E Schueler*, B Loo , P Maxim , Stanford University, Stanford, CA


WE-RAM1-GePD-TT-1 (Wednesday, August 2, 2017) 9:30 AM - 10:00 AM Room: Therapy ePoster Theater

Purpose: Traditionally in radiation therapy, treatments are delivered in a coplanar geometry. We are evaluating the dosimetric performance of a novel beam arrangement in a next generation linac, that is arranged in a conical geometry. Utilizing this geometry, the linac would allow incorporation of a full ring CT that would share the treatment isocenter.

Methods: Three clinical cases were selected (prostate-, lung-, and pediatric brain cancer). Coplanar VMAT and conical IMRT plans with a 16-equidistant beam arrangement in the azimuthal angle were studied. The conical beam angles of 45 and 60 degrees (relative the patient’s longitudinal plane) were investigated. The different plans were optimized in RayStation using an in house developed script to minimize operator bias between the different techniques.

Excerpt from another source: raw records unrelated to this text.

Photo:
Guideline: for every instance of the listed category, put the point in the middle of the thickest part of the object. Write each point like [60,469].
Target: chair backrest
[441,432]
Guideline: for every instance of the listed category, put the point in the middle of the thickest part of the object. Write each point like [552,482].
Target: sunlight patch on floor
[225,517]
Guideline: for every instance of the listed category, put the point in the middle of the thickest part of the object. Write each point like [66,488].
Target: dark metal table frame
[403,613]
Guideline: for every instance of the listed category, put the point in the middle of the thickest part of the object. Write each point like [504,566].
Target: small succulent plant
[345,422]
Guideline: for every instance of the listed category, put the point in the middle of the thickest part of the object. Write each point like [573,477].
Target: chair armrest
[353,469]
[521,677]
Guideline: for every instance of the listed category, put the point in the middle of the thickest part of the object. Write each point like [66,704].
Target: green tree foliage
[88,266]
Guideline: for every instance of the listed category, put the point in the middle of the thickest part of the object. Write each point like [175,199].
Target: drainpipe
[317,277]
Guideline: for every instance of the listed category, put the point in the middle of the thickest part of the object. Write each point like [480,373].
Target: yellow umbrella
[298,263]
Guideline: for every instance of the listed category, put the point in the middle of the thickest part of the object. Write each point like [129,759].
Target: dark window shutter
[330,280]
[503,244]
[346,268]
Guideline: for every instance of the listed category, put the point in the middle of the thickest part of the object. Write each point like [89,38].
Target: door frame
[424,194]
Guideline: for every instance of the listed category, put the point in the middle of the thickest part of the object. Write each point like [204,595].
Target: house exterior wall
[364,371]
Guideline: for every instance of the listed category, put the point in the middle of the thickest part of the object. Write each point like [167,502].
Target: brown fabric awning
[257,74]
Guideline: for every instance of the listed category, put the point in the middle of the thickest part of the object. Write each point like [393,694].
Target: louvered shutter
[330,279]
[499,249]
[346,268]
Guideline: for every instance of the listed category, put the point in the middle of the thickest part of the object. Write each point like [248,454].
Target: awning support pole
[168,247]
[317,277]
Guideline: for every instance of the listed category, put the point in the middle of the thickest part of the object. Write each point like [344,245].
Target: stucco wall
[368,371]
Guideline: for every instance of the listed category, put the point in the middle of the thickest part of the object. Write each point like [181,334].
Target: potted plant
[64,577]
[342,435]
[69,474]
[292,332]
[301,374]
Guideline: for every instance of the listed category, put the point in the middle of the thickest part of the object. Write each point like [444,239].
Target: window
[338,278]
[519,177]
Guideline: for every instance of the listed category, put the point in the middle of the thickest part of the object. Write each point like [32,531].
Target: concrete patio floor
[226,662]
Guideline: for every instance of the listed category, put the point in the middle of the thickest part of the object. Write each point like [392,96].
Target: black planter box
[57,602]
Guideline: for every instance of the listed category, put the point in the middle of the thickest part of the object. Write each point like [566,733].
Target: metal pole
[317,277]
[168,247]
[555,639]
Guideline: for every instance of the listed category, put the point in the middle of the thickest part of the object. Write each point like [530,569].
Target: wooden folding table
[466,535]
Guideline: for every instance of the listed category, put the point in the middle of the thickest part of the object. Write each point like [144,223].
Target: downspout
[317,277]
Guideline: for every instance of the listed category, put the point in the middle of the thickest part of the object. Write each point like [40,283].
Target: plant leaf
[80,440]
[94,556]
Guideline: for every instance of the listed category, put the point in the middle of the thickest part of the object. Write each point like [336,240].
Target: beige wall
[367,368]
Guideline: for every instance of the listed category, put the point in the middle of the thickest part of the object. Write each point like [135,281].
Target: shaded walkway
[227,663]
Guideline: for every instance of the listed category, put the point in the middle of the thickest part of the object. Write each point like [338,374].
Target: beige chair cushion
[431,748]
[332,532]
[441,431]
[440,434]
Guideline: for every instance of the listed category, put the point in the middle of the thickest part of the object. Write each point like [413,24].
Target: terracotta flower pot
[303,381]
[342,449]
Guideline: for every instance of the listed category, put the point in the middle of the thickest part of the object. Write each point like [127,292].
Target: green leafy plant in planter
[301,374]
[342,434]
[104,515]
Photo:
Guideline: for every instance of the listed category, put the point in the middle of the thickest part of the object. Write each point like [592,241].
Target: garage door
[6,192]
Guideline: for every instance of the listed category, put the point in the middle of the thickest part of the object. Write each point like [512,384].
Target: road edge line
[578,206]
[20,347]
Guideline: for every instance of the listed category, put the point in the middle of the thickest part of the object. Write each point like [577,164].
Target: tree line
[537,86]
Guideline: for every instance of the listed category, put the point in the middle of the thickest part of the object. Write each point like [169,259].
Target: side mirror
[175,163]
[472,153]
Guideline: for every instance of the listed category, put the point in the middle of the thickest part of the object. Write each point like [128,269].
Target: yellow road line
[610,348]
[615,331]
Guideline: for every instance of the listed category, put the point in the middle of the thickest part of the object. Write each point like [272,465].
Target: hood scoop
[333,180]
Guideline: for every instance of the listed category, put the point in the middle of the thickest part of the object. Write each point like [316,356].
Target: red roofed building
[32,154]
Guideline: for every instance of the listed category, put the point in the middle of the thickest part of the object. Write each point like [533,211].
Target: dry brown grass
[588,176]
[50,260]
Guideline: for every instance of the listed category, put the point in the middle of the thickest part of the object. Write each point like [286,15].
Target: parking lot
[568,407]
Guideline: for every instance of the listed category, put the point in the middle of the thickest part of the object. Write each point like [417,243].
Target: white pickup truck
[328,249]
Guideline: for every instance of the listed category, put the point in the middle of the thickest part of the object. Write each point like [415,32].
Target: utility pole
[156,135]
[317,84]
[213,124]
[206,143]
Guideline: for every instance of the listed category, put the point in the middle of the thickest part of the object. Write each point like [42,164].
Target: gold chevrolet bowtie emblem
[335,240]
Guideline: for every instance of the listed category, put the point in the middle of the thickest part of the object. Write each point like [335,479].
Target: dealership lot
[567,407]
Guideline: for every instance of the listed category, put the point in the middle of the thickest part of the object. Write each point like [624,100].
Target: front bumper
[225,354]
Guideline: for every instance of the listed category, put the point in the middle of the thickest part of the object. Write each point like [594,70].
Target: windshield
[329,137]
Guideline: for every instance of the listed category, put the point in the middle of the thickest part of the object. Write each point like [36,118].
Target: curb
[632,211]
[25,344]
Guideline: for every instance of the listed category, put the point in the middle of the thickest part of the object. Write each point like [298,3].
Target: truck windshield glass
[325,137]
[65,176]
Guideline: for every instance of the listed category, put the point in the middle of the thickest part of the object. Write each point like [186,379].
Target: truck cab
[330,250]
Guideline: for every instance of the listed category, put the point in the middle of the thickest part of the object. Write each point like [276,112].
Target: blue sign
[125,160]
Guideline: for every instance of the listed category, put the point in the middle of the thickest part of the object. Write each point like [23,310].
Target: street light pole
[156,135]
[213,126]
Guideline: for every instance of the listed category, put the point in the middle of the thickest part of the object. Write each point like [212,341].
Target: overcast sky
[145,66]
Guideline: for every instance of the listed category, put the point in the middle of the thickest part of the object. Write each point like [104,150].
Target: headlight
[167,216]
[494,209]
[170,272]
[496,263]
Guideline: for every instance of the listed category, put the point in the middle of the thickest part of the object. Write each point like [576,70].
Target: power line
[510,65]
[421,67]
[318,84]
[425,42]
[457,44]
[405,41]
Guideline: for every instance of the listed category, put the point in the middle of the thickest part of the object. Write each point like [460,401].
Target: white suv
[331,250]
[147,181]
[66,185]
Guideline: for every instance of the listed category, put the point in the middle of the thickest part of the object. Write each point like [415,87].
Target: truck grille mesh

Results: For the prostate cancer case, the VMAT plan showed lower organ at risk doses compared to the conical technique with the exception of the femurs. In the lung case, a small dose reduction to the carina, bronchial tree, and lungs were observed for the conical beam arrangement. The largest reduction was found for the 45-degree geometry that resulted in a 24% reduction in the right lung dose. In the pediatric brain case, a large increase in dose for the chiasm and brain were observed for the 45-degree geometry (56 and 40%, respectively); However, a strong dose reduction for the cochlea and parotid gland were observed (50% reduction). For the 60-degree geometry, a 50% reduction in both chiasm and pituitary gland doses was found.

Conclusion: With conical beam arrangement, a comparable or better dose distribution could be achieved as compared to state-of-the-art VMAT plans. However, out-of-plane dose as well as the integral body dose was always higher with the conical beam arrangement. For conical beams, the 60-degree beam arrangement always achieved superior dose distributions compared to the 45-degree beam technique.